Closed form $\sum_{n=0}^\infty \frac{\cos(n)}{(2n+1)(2n+2)} $

Question

Is there a closed form for:

$$\sum_{n=0}^\infty \frac{\cos(n)}{(2n+1)(2n+2)} $$

I know it converges through the direct comparison test, and I'm pretty sure there is a closed form, but I'm not entirely certain what it is.

Here's what I've done so far:

$$\sum_{n=0}^\infty \frac{\cos(n)}{2n+1}-\sum_{n=0}^\infty \frac{\cos(n)}{2n+2} $$ $$\sum_{n=0}^\infty \frac{\cos(n)}{2n+1} = \int_{0}^1\sum_{n=0}^\infty x^{2n}\cos(n)dx = \Re \int_{0}^1 \sum_{n=0}^\infty(x^2e^i)^n dx = \Re \int_{0}^1 \frac{1}{1-e^ix^2}dx = \Re({e^{-\frac{i}{2}}\operatorname{arctanh(e^\frac{i}{2}}))} $$

$$ \sum_{n=0}^\infty \frac{\cos(n)}{2n+2} = \int_{0}^1\sum_{n=0}^\infty x^{2n+1}\cos(n)dx=\Re\int_{0}^1 x\sum_{n=0}^\infty (x^2e^i)^ndx = \Re \int_{0}^1 \frac{x}{1-e^ix^2}dx=\Re(-\frac{e^{-i}}{2} \ln|1-e^i|)$$

$$\Re({e^{-\frac{i}{2}}\operatorname{arctanh(e^\frac{i}{2}})}+\frac{e^{-i}}{2} \ln|1-e^i|)$$

After plugging all of this in into Wolfram Alpha, I don't get the right answer, however. Where is the mistake? There could be a lot of things wrong.

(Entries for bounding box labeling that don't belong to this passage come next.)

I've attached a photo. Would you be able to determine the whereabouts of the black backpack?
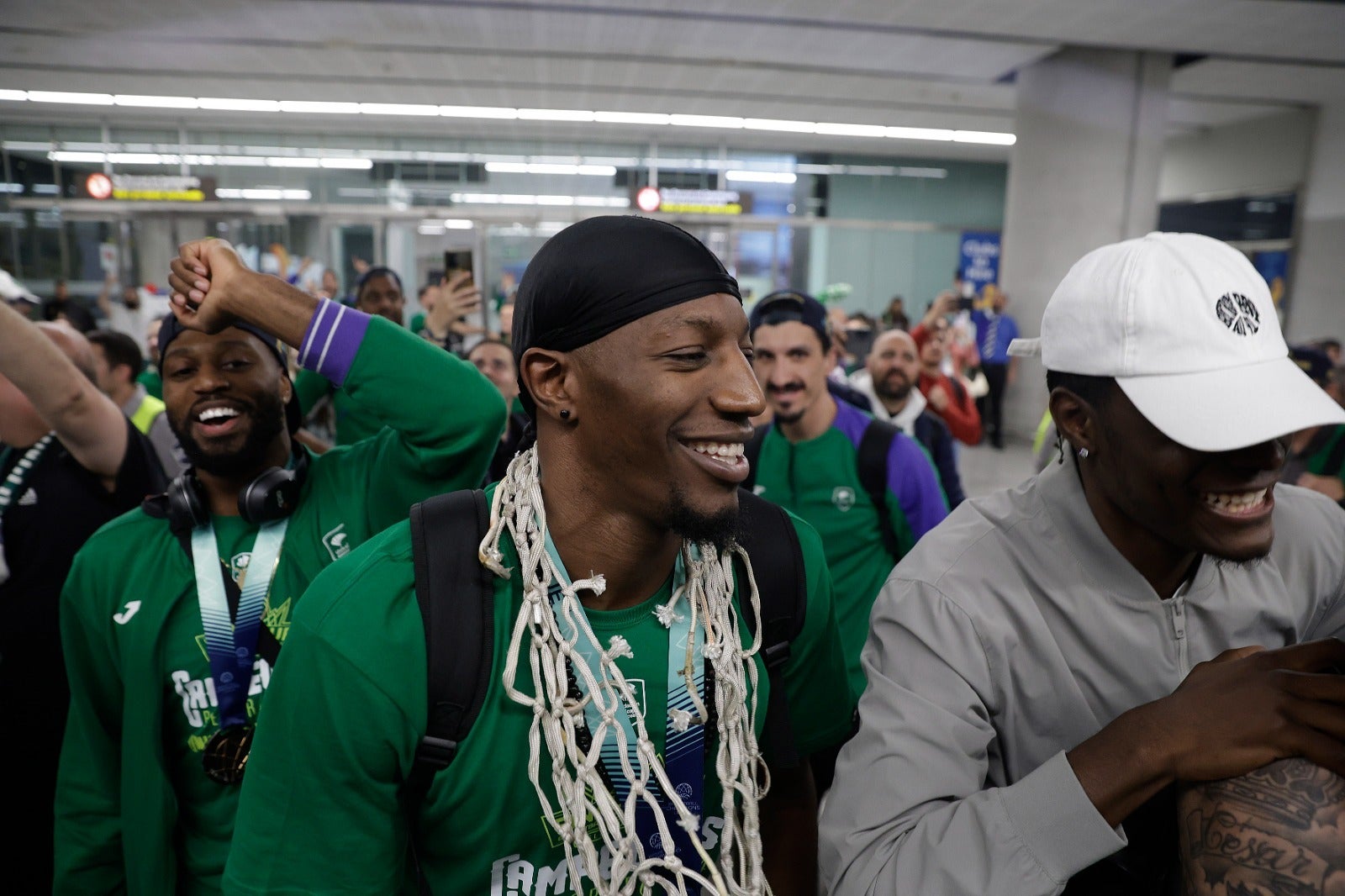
[742,419,903,559]
[405,490,807,804]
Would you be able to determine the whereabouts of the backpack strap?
[406,488,495,798]
[738,424,771,491]
[857,419,901,562]
[738,488,809,768]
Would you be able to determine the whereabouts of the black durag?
[514,215,742,416]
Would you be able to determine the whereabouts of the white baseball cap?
[1009,233,1345,451]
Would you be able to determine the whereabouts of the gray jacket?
[820,463,1345,896]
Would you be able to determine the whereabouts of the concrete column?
[1000,47,1172,437]
[1284,103,1345,342]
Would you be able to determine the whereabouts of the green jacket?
[224,492,856,896]
[55,318,504,896]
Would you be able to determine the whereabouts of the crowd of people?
[0,215,1345,896]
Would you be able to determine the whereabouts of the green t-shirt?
[55,319,504,893]
[161,517,276,896]
[1303,424,1345,480]
[224,495,856,896]
[136,366,164,401]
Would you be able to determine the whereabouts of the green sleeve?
[224,527,425,896]
[312,318,504,531]
[784,514,858,756]
[54,551,126,896]
[294,370,335,417]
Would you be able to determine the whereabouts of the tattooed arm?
[1177,759,1345,896]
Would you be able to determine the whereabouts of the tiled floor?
[957,440,1036,498]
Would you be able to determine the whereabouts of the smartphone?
[444,249,476,277]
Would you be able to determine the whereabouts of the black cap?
[159,311,304,433]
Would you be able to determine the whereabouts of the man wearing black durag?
[224,217,854,896]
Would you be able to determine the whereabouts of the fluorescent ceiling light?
[518,109,596,121]
[108,152,182,166]
[319,157,374,171]
[439,106,518,119]
[197,97,280,112]
[724,171,799,183]
[112,92,200,109]
[47,150,108,161]
[668,116,745,129]
[888,128,952,140]
[742,119,818,133]
[29,90,112,106]
[359,103,439,116]
[593,112,671,125]
[266,156,321,168]
[486,161,616,177]
[897,166,948,177]
[952,130,1018,146]
[816,121,888,137]
[280,99,359,116]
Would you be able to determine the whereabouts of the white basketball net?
[480,446,771,896]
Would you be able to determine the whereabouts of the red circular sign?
[85,172,112,199]
[635,187,663,211]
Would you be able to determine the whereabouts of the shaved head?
[38,322,98,382]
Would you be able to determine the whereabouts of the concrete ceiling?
[0,0,1345,159]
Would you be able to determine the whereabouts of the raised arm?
[0,303,128,490]
[1177,759,1345,896]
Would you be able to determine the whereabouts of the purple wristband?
[298,298,368,386]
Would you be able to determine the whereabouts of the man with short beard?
[224,217,852,896]
[751,292,948,710]
[850,329,966,510]
[820,233,1345,896]
[0,303,164,893]
[55,240,504,896]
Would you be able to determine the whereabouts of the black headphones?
[166,445,308,531]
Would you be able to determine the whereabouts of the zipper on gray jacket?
[1166,593,1190,678]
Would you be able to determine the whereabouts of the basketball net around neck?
[479,445,771,896]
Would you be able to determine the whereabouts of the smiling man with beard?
[850,329,967,510]
[224,217,852,896]
[820,233,1345,896]
[55,240,504,896]
[751,292,948,720]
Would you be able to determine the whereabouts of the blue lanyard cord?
[546,534,708,867]
[191,519,289,730]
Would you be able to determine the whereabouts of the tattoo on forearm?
[1179,759,1345,896]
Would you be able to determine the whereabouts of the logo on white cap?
[1215,292,1260,336]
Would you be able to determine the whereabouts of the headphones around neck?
[166,444,308,531]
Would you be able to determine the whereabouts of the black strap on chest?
[404,490,807,806]
[742,419,901,567]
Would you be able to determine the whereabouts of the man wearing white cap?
[820,235,1345,896]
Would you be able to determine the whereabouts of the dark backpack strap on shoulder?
[740,424,771,491]
[406,490,495,799]
[856,419,901,562]
[738,488,809,768]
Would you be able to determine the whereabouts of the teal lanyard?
[0,432,56,584]
[546,533,704,867]
[191,518,289,730]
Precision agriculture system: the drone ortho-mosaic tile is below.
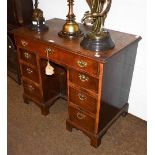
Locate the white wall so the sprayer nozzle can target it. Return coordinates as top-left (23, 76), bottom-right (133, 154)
top-left (36, 0), bottom-right (147, 120)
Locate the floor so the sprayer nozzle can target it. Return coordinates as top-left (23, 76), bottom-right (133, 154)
top-left (8, 78), bottom-right (147, 155)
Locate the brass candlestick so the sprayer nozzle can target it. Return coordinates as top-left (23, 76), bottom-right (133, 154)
top-left (30, 0), bottom-right (48, 32)
top-left (80, 0), bottom-right (115, 52)
top-left (58, 0), bottom-right (83, 39)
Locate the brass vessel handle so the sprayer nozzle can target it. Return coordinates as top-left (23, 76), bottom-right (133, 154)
top-left (76, 112), bottom-right (86, 119)
top-left (77, 60), bottom-right (87, 68)
top-left (24, 52), bottom-right (31, 59)
top-left (21, 40), bottom-right (28, 46)
top-left (79, 74), bottom-right (89, 82)
top-left (45, 47), bottom-right (54, 55)
top-left (26, 68), bottom-right (33, 74)
top-left (78, 93), bottom-right (87, 101)
top-left (27, 84), bottom-right (34, 92)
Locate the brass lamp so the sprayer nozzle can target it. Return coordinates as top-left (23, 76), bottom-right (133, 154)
top-left (30, 0), bottom-right (48, 32)
top-left (58, 0), bottom-right (83, 39)
top-left (80, 0), bottom-right (115, 52)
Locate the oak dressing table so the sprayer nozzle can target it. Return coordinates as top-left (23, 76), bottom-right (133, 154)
top-left (14, 18), bottom-right (141, 147)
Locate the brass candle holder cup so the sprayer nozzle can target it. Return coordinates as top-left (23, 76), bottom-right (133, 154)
top-left (29, 0), bottom-right (48, 32)
top-left (80, 0), bottom-right (115, 52)
top-left (58, 0), bottom-right (83, 39)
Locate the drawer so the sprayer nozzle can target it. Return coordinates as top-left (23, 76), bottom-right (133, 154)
top-left (44, 47), bottom-right (99, 76)
top-left (16, 37), bottom-right (100, 76)
top-left (69, 69), bottom-right (99, 93)
top-left (68, 106), bottom-right (95, 132)
top-left (19, 48), bottom-right (37, 66)
top-left (23, 81), bottom-right (42, 102)
top-left (20, 64), bottom-right (39, 83)
top-left (69, 87), bottom-right (97, 114)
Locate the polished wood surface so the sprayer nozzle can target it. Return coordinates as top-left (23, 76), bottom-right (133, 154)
top-left (14, 19), bottom-right (141, 147)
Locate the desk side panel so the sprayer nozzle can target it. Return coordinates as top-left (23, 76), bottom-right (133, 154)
top-left (99, 42), bottom-right (138, 130)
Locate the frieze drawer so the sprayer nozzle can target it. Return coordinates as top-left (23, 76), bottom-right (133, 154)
top-left (19, 48), bottom-right (37, 66)
top-left (21, 64), bottom-right (39, 83)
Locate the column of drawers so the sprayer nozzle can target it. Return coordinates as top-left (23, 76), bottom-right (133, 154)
top-left (68, 58), bottom-right (100, 133)
top-left (18, 48), bottom-right (42, 103)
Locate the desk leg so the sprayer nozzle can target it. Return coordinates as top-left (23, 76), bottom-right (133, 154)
top-left (66, 121), bottom-right (73, 132)
top-left (23, 95), bottom-right (29, 104)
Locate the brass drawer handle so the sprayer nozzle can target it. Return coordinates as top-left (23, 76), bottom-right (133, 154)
top-left (24, 52), bottom-right (31, 59)
top-left (78, 93), bottom-right (87, 101)
top-left (76, 112), bottom-right (86, 119)
top-left (77, 60), bottom-right (87, 68)
top-left (21, 40), bottom-right (28, 46)
top-left (26, 68), bottom-right (33, 74)
top-left (45, 47), bottom-right (54, 55)
top-left (79, 74), bottom-right (89, 82)
top-left (27, 84), bottom-right (35, 92)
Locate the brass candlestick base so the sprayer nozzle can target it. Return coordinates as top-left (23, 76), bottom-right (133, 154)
top-left (58, 0), bottom-right (83, 39)
top-left (80, 0), bottom-right (115, 52)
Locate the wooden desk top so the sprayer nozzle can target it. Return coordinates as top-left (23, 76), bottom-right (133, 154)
top-left (13, 18), bottom-right (141, 63)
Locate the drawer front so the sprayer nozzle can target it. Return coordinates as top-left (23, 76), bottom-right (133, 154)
top-left (23, 81), bottom-right (42, 102)
top-left (46, 47), bottom-right (99, 76)
top-left (19, 48), bottom-right (37, 66)
top-left (16, 37), bottom-right (99, 76)
top-left (68, 106), bottom-right (95, 132)
top-left (21, 64), bottom-right (39, 83)
top-left (69, 69), bottom-right (99, 93)
top-left (69, 87), bottom-right (97, 114)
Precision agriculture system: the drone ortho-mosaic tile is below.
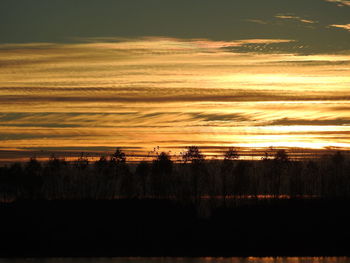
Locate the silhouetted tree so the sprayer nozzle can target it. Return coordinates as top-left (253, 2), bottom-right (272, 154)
top-left (152, 152), bottom-right (173, 196)
top-left (220, 148), bottom-right (239, 206)
top-left (182, 146), bottom-right (204, 206)
top-left (135, 161), bottom-right (150, 197)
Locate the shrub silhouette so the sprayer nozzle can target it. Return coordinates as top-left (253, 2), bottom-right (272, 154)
top-left (0, 146), bottom-right (350, 203)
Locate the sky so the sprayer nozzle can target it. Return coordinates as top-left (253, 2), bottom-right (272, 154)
top-left (0, 0), bottom-right (350, 160)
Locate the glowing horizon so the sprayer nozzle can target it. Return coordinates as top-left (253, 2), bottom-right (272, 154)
top-left (0, 37), bottom-right (350, 162)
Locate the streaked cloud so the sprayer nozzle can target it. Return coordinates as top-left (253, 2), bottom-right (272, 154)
top-left (325, 0), bottom-right (350, 6)
top-left (329, 24), bottom-right (350, 31)
top-left (0, 37), bottom-right (350, 161)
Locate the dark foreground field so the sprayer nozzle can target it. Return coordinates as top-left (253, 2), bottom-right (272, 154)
top-left (0, 200), bottom-right (350, 257)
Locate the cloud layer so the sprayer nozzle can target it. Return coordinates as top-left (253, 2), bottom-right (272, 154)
top-left (0, 37), bottom-right (350, 161)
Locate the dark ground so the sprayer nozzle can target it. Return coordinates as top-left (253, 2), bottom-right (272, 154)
top-left (0, 200), bottom-right (350, 257)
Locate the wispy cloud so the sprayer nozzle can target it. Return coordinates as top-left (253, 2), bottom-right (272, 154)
top-left (244, 19), bottom-right (268, 25)
top-left (329, 24), bottom-right (350, 31)
top-left (325, 0), bottom-right (350, 6)
top-left (275, 14), bottom-right (317, 24)
top-left (0, 37), bottom-right (350, 157)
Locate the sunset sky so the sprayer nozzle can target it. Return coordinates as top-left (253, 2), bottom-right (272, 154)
top-left (0, 0), bottom-right (350, 160)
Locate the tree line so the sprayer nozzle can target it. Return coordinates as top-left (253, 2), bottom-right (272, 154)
top-left (0, 146), bottom-right (350, 205)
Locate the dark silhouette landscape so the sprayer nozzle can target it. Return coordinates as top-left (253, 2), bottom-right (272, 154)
top-left (0, 146), bottom-right (350, 256)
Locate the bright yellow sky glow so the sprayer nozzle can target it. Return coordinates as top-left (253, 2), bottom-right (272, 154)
top-left (0, 37), bottom-right (350, 161)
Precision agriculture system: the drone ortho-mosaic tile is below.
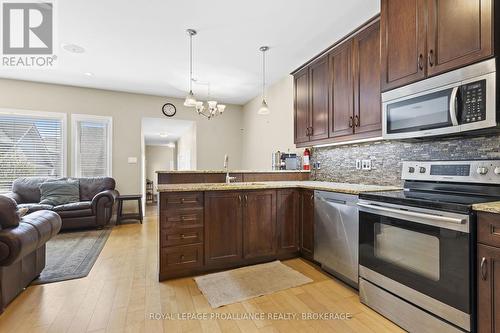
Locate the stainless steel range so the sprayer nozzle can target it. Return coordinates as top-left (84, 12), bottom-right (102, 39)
top-left (358, 160), bottom-right (500, 332)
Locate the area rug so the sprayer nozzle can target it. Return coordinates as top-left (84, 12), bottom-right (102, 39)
top-left (194, 261), bottom-right (313, 308)
top-left (31, 227), bottom-right (112, 284)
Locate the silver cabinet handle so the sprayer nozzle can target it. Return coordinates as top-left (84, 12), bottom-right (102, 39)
top-left (481, 257), bottom-right (488, 281)
top-left (358, 203), bottom-right (464, 224)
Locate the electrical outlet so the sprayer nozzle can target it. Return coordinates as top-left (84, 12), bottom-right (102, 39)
top-left (356, 160), bottom-right (361, 170)
top-left (361, 160), bottom-right (372, 170)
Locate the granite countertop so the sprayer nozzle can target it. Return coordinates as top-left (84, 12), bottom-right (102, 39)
top-left (472, 201), bottom-right (500, 214)
top-left (155, 170), bottom-right (311, 174)
top-left (157, 181), bottom-right (401, 195)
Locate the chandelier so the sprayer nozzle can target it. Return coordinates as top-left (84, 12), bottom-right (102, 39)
top-left (184, 29), bottom-right (226, 119)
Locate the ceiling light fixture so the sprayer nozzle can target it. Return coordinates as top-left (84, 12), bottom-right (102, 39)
top-left (184, 29), bottom-right (226, 119)
top-left (184, 29), bottom-right (197, 107)
top-left (257, 46), bottom-right (270, 115)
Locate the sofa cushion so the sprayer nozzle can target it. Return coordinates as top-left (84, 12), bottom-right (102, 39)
top-left (17, 204), bottom-right (54, 213)
top-left (12, 177), bottom-right (55, 204)
top-left (0, 195), bottom-right (20, 229)
top-left (79, 177), bottom-right (116, 201)
top-left (54, 201), bottom-right (92, 212)
top-left (40, 179), bottom-right (80, 206)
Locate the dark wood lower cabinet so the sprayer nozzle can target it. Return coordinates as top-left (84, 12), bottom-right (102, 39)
top-left (300, 191), bottom-right (314, 260)
top-left (205, 191), bottom-right (243, 266)
top-left (158, 189), bottom-right (314, 281)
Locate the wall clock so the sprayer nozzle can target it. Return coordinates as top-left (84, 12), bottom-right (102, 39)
top-left (161, 103), bottom-right (177, 117)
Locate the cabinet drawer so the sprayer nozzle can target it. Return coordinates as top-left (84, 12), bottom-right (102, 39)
top-left (161, 208), bottom-right (203, 229)
top-left (160, 192), bottom-right (203, 210)
top-left (160, 227), bottom-right (203, 247)
top-left (477, 212), bottom-right (500, 247)
top-left (160, 244), bottom-right (203, 273)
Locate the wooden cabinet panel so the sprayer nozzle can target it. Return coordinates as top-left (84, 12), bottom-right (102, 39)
top-left (380, 0), bottom-right (426, 91)
top-left (354, 22), bottom-right (382, 133)
top-left (205, 191), bottom-right (243, 265)
top-left (300, 191), bottom-right (314, 259)
top-left (243, 190), bottom-right (276, 258)
top-left (276, 190), bottom-right (300, 253)
top-left (329, 40), bottom-right (354, 137)
top-left (309, 57), bottom-right (329, 141)
top-left (294, 67), bottom-right (310, 143)
top-left (477, 244), bottom-right (500, 333)
top-left (427, 0), bottom-right (493, 75)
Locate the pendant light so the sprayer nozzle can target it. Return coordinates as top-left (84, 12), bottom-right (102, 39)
top-left (184, 29), bottom-right (196, 107)
top-left (257, 46), bottom-right (270, 115)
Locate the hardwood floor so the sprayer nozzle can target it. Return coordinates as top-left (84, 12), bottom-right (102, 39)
top-left (0, 207), bottom-right (402, 333)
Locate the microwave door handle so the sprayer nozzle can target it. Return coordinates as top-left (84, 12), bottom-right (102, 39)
top-left (358, 203), bottom-right (464, 224)
top-left (450, 87), bottom-right (459, 126)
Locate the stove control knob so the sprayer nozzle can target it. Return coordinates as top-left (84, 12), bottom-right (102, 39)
top-left (477, 167), bottom-right (488, 175)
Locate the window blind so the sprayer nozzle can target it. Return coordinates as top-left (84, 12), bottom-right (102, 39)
top-left (0, 114), bottom-right (64, 192)
top-left (76, 120), bottom-right (110, 177)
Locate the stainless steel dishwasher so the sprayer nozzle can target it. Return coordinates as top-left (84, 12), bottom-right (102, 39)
top-left (314, 191), bottom-right (359, 288)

Edit: I more want to see where my mistake in my work is, rather how to do the problem.

Answer 1

First, we evaluate $\sum_{n=0}^\infty \frac{\cos(n)}{2n+1}$. To do so, we note that for $|z|<1$

$$\sum_{n=0}^\infty \frac{z^{2n+1}}{2n+1}=\text{arctanh}(z)\tag 1$$

In fact, the series in $(1)$ converges for all $|z|\le 1$, $z\ne 1$.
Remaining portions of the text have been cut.